Rethinking an API for Cacheability

At the beginning of anything new, there is just so much uncertainty. The first versions of an API built to support a growing, yet-to-be-defined product, can easily be built on top of quicksand. You’re doomed to make mistakes, but if you overcome those errors and get something tangible you may get the second chance: redoing, but better.

Redoing gives you the possibility of starting with the favorable, unfair, advantage of knowing (a little) about what doesn’t work. You may not know precisely what works, but you know a few things that doesn’t.

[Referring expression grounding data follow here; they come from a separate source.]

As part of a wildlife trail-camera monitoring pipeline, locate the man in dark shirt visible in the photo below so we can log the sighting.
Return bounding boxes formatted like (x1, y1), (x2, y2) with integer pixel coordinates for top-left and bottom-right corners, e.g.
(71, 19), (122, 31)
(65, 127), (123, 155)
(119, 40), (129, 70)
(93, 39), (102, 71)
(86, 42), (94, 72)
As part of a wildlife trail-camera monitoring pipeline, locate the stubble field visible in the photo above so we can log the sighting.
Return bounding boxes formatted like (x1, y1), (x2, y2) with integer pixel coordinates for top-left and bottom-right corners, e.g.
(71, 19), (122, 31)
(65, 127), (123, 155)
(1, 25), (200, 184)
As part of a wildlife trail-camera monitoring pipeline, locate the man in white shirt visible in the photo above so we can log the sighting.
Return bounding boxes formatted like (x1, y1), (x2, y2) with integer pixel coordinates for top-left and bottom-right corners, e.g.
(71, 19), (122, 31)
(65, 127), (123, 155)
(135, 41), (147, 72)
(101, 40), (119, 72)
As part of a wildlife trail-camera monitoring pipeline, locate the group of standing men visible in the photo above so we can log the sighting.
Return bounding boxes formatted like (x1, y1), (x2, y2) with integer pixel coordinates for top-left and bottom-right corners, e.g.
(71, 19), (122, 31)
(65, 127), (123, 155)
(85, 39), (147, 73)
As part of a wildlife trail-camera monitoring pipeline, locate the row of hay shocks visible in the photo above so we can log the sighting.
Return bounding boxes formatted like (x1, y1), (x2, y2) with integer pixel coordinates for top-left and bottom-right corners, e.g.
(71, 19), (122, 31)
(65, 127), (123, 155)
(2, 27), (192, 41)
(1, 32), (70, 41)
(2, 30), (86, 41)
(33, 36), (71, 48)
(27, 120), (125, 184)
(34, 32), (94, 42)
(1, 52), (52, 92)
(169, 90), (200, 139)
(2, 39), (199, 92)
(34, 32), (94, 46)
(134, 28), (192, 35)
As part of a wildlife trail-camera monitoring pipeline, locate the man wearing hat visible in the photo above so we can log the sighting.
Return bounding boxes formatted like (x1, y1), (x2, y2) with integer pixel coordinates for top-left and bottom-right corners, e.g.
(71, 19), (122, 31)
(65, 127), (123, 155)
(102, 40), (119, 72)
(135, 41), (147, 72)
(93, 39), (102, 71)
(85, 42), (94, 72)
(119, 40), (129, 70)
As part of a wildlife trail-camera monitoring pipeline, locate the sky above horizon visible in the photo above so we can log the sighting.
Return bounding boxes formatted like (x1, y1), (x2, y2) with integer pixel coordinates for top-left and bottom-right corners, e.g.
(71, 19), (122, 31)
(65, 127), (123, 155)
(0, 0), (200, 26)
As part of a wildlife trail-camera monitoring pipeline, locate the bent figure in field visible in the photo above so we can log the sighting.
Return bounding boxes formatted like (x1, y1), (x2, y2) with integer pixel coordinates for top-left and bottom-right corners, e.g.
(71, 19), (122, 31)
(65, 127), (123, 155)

And this is amazing for your API.

I recently wrote about our API migration from REST/JSON to GraphQl at letsevents.com.br. A migration between different API query protocols is an opportunity for redesigning your API as a whole. If you limit it to a protocol translation you’re not using all the additional knowledge acquired the first time and wasting resources. By the way, if you decide to redo something, make sure you do it clearly better to compensate at least for the loss in market time.

Our original API grew like a little cute monster — as most software tend to do. As new features needed to be implemented, stuff was added to the API, on top of what was already there. Fields. Endpoints. Relationships. More fields.

As the figures in a geometric pattern from a coloring book, there was no explicit starting point, no well defined way things were supposed to communicate, although they were somewhat correlated.

Our REST API as a geometric pattern from a coloring book
It is quite hard explore an API like this for the first time without reading detailed, boring documentation.

Fresh start: what to return?

In the API world we looked at that question in terms of data vs. policies. Policies are a subset of the whole business logic, which somehow includes also your data, or, at least, the way you model and validate it. Our APIs were full of policies and by rethinking our design we realized these were actual prejudicial.

Our business domain talks about Lists of people who attend to Events. On every List, we have many Invitations, which roughly represents the attendance of a person to an Event through a List. We have a logged in user (Viewer) that may be allowed or not to delete any one of the invitations in each list of an event. This question can be answered with an authorization policy. This would be calculated, server-side, for each invitation in an event (which may have thousands of them).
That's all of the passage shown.